Landscaping a marsh

Deirdre Brosnihan, left, and Sandy Bolduc with Regional Flood Control District map out where new vegetation will go as the county nears completion of a new wetland area at the Historic Canoa Ranch.

Pima County will have an additional 2.5 acres of wetland area completed at the Historic Canoa Ranch next month, and the latest addition could put Green Valley on the map as a premier bird-watching haven.

The cienega — a marshy, wet area — is being constructed by the Regional Flood Control District just north of the ranch's pond.

Work on the $405,000 cienega started in early December. Despite a few minor delays from rain last month, Flood Control expects to have the cienega completed in February.

On a windy Wednesday morning, Sandy Bolduc, Deirdre Brosnihan and Carla Danforth from Flood Control placed markers mapping out the landscape for plants and trees within the cienega.

Bolduc is the landscape architect, Brosnihan is the civil engineering manager and Danforth is the environmental planning manager.

According to Flood Control, there'll be about 600 plants and trees in the marshy area, all grown through the Pima County Native Plants Nursery.

Bolduc said the county's nursery is capable of providing plants that commercial nurseries in the Southwest don't grow.

"The Native Plant Nursery was created with a focus on restoration," she said. "It's a very specialized kind of a plant palate."

Brosnihan said Flood Control should finish placing the plants in January and then begin working with the county's Natural Resources, Parks and Recreation department to start the flood cycles of the cienega.

Spillway ready to open

Pima County will have a new 2.5 acres of wetland at the Historic Canoa Ranch next month. The county will maintain the cienega – a marsh– by scheduling controlled overflows through a spillway on the adjacent pond.

Flood it out

Transforming the dry landscape into a marshy habitat will take more than just plants and trees. The wetland area will be the product of scheduled flooding from intentional overfilling at the pond.

There is a spillway between the pond and the cienega that will release water into the marsh to artificially maintain the habitat.

The cienega uses rain harvesting to capture water during storms to bring water to the plants.

Habitat redundancy

The addition of the cienega opens another habitat, Danforth said.

The wetland area will act as a habitat for shoreline birds and boost the already increasing variety found at Canoa Ranch since the addition of the pond.
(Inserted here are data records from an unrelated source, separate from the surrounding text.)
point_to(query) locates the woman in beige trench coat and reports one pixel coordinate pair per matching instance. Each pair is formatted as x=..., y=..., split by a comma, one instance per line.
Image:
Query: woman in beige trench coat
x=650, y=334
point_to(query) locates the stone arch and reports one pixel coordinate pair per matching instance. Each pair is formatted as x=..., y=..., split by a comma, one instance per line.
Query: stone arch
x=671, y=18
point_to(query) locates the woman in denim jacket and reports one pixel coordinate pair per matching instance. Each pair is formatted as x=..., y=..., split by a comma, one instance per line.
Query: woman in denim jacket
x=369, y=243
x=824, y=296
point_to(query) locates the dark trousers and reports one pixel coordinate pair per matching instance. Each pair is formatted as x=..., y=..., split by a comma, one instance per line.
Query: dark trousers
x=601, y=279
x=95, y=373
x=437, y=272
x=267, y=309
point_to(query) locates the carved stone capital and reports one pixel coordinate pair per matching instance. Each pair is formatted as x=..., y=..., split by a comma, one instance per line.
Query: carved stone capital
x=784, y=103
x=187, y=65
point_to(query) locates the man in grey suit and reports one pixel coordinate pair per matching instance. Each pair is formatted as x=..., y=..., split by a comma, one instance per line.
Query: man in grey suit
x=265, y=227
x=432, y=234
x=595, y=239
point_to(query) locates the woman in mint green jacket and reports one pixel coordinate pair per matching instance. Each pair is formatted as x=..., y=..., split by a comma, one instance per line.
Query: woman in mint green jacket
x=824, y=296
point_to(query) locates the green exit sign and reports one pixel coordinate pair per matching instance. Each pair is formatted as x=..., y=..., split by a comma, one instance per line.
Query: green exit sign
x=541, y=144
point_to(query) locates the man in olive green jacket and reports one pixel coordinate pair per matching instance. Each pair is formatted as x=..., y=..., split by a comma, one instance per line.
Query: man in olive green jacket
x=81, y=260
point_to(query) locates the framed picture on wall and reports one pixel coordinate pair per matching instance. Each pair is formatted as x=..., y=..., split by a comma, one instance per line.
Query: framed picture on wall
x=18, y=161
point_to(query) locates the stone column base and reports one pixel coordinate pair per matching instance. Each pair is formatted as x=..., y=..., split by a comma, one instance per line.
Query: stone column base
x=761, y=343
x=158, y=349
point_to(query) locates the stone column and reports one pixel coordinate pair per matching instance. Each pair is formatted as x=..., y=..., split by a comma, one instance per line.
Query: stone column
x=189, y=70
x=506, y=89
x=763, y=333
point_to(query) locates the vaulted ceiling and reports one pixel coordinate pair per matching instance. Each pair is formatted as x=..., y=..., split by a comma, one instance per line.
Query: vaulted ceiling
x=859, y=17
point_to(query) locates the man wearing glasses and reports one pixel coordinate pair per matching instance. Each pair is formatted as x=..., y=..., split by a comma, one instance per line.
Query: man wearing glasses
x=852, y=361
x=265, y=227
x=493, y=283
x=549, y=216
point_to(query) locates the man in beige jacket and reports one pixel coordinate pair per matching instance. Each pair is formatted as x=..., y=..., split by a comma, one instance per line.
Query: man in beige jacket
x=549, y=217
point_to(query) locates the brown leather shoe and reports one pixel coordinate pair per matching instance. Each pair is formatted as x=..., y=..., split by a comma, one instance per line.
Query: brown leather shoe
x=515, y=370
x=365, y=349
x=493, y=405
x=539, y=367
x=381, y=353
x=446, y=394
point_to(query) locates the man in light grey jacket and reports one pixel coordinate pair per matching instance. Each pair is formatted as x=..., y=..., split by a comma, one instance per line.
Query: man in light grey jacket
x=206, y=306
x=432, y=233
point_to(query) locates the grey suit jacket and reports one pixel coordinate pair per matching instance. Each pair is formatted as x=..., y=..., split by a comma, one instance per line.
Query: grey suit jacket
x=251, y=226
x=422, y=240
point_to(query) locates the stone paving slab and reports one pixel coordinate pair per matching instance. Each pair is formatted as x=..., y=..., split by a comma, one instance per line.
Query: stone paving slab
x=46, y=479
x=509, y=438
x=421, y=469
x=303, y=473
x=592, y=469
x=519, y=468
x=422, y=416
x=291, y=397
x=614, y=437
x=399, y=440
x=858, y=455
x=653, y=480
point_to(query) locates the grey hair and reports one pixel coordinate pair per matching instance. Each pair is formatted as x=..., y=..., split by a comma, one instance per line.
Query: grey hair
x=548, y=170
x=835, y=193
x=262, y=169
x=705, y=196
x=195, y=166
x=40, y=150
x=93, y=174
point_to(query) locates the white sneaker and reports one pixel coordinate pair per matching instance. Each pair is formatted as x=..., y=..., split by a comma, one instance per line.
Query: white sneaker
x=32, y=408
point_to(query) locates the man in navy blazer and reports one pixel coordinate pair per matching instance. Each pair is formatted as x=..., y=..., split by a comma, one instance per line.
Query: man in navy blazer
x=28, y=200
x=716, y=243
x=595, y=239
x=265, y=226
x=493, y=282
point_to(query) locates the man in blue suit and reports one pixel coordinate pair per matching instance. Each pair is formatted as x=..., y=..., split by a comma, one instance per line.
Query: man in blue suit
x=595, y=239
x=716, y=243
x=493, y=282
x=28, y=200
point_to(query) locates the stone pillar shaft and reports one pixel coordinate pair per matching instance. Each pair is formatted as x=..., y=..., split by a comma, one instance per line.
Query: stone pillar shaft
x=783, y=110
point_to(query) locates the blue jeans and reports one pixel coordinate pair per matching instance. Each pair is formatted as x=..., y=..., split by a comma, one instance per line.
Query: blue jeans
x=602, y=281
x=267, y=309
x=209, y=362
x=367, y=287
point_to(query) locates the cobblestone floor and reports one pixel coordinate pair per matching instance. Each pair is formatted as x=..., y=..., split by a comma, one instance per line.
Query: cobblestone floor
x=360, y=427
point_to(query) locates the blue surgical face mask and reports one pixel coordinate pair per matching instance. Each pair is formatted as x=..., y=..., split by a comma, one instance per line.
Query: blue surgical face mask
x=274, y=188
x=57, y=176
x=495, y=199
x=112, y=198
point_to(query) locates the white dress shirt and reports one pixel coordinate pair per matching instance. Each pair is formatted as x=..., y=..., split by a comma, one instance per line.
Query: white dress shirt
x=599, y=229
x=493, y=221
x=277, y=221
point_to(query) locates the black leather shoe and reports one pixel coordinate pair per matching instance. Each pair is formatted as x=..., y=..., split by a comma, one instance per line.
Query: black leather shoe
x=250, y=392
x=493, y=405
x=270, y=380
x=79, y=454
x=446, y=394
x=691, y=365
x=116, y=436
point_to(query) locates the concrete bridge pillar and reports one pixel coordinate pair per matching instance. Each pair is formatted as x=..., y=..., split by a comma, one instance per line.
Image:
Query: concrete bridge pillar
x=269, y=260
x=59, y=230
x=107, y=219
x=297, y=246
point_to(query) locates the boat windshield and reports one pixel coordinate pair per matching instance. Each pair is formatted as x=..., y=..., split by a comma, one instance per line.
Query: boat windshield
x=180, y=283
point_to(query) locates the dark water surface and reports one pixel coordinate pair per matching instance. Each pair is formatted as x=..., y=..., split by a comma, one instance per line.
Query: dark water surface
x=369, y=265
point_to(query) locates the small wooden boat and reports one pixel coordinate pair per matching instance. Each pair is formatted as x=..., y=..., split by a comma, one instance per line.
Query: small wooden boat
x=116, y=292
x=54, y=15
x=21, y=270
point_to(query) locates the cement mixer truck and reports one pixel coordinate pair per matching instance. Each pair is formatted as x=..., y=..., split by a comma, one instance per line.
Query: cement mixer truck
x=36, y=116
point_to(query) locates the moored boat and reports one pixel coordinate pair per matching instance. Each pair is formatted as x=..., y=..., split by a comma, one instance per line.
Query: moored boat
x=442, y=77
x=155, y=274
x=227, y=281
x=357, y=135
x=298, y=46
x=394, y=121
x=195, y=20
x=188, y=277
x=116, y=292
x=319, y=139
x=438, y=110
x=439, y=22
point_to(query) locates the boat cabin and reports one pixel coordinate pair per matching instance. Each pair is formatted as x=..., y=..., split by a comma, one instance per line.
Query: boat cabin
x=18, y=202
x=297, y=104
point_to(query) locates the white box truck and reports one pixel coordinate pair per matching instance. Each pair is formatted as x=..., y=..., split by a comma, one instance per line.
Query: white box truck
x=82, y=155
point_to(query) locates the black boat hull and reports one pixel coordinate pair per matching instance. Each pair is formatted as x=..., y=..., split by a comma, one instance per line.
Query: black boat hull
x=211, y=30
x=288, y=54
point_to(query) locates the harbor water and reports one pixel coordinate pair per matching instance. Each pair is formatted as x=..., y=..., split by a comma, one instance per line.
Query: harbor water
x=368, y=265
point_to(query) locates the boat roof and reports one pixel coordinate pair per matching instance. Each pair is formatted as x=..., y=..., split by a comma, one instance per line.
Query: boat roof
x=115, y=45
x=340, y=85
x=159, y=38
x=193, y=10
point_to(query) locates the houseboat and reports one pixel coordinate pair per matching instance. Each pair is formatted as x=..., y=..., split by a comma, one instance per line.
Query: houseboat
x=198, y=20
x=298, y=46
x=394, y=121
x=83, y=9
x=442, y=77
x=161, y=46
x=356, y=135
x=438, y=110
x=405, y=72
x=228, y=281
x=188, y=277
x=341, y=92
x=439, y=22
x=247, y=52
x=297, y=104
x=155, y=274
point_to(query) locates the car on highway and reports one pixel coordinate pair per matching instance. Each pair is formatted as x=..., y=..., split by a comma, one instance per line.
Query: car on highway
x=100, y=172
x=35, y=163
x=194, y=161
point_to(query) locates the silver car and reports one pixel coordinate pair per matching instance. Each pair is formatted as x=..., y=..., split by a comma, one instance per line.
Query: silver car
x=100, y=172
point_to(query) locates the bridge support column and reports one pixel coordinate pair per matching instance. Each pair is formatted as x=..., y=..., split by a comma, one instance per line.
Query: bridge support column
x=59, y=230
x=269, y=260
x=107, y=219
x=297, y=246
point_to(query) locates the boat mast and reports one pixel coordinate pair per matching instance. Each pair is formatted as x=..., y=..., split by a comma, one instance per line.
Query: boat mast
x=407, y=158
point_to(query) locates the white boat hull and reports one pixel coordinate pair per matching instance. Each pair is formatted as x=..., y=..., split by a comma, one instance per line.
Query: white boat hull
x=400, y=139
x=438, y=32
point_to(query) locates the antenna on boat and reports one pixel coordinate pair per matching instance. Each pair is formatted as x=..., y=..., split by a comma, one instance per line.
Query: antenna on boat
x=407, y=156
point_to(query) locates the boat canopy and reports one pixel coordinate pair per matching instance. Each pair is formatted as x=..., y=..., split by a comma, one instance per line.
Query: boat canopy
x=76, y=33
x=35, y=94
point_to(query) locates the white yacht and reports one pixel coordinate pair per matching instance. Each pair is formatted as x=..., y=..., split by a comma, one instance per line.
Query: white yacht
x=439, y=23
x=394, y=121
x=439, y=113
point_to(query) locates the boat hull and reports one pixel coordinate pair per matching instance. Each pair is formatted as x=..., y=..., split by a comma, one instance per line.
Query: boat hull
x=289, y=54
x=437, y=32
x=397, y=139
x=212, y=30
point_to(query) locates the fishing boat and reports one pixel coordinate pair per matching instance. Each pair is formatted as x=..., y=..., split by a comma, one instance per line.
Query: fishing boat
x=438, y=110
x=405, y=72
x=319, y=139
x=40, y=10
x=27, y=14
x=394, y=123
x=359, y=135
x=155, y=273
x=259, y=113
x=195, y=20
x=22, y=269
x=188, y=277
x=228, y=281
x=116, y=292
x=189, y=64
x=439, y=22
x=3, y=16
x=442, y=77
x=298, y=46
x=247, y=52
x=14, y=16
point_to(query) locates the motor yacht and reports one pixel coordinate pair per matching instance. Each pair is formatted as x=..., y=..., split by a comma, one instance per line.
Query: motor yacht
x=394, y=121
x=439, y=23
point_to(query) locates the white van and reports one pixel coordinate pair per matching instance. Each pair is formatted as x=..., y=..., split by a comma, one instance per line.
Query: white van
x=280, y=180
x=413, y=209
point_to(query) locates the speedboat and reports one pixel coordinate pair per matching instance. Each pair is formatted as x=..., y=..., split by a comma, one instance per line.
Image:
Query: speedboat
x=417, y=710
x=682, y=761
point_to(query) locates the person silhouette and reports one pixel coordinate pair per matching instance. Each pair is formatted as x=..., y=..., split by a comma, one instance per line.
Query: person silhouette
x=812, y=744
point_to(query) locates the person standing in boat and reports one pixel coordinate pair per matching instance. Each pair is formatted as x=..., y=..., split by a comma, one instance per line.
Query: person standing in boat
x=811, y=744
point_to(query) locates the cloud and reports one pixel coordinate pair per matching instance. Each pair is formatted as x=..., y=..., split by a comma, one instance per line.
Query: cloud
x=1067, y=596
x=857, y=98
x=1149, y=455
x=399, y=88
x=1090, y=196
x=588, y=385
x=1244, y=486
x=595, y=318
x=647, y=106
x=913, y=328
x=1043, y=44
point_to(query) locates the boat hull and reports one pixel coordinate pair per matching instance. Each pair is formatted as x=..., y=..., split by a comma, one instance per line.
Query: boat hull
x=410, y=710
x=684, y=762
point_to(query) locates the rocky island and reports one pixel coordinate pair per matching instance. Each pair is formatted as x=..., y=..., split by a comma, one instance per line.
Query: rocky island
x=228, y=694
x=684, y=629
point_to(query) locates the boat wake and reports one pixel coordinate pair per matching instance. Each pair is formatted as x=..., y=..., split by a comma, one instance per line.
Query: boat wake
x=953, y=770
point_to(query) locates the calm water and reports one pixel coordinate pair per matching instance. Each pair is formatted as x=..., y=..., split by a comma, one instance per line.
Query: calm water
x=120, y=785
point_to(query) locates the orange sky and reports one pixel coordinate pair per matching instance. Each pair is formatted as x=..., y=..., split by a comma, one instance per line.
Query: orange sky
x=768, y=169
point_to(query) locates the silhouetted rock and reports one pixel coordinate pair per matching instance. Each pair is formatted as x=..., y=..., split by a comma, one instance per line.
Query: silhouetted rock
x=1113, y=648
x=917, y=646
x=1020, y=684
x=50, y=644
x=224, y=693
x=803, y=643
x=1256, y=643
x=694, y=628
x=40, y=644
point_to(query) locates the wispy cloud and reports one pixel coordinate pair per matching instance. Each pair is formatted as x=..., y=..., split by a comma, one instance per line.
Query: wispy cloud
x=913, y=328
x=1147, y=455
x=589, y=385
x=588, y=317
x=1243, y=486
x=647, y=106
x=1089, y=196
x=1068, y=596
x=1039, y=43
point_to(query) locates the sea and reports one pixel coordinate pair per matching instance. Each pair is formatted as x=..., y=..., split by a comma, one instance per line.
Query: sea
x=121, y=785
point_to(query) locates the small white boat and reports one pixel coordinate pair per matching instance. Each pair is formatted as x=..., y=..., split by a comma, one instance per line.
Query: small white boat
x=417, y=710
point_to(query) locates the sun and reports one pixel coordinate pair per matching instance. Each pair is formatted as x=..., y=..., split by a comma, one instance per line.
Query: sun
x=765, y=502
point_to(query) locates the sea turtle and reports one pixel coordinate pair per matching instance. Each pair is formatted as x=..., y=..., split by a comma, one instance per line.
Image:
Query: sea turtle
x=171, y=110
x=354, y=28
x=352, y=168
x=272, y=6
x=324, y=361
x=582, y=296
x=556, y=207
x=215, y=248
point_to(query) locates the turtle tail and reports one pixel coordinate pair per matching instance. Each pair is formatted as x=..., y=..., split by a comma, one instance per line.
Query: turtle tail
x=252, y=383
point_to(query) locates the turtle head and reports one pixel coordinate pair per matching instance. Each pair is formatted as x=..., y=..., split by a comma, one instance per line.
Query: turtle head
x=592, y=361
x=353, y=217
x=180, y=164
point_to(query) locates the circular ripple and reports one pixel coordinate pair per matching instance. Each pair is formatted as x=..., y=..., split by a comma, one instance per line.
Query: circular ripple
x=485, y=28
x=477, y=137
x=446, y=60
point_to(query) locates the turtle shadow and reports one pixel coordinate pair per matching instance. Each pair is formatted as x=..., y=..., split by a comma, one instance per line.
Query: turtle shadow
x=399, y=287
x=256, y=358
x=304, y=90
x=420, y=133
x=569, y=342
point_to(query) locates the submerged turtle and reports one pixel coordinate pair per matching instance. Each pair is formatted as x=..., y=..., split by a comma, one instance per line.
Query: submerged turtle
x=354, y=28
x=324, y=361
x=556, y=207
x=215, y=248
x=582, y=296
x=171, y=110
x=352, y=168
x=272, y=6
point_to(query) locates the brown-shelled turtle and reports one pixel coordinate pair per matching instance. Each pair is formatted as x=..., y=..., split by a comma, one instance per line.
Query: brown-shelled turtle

The county also has plans to add a pollinator garden to the ranch that will attract more birds to the area.

Don't let the use of "garden" fool you into thinking the project will be small.

Marking the spot

Carla Danforth with the Regional Flood Control District marks locations for vegetation going into the new cienega at the Historic Canoa Ranch.

Danforth said the seven-acre garden would consist of a series of trails. Both the pond and cienega are about 2.5 acres each.

It won't just be the birders who will appreciate the new site.

Tucson Audubon Society's Johnathan Horst said the wetland would provide birds and the local environment with some much-needed habitat resiliency should anything happen to the Sweetwater Wetlands in Tucson. Horst is the director of conservation and research for the organization.

The Santa Cruz River Valley dried up in the late 1800s and early 1900s, taking many of the marshy habitats with it.

Horst said shoreline birds could make the trek from Sweetwater to habitats closer to the U.S.-Mexico border without any issues. But Green Valley provides a good halfway point in addition to the added insurance against losing other wetlands, he said.

"If something were to happen to Sweetwater, say it caught on fire, not during the spring intentional burn but happened to catch on fire in the fall, suddenly it would not be a migratory stopover point," he said.

Premier GV birding

Danforth said the community has seemed happy with the idea of the cienega at Canoa Ranch.

"They're very excited whenever we're out there working on this project," she said. "They look at the first project, the pond, and they're just thrilled. They just can't stop talking about it."

Danforth pointed to the increase in birding that has become popular at Canoa Ranch.

Valerie Samoy, special staff assistant with county parks, said the NRPR is looking forward to bringing a new natural resource element to the public.

So far, Samoy said there has been plenty of confusion and curiosity about the project from residents who thought the county was building another pond or who were unfamiliar with a cienega.

A new habitat

Deirdre Brosnihan, Sandy Bolduc and Carla Danforth with the Regional Flood Control District work on where about 600 plants and trees will go in the 2.5 acres of wetlands at the Historic Canoa Ranch. The county should finish the project in February.

Horst is among those looking forward to the addition.

"Once the cienega is done, Canoa Ranch as a whole is just going to be a phenomenal birding place," he said. "It stands to become one of the absolute premier birding sites for the area."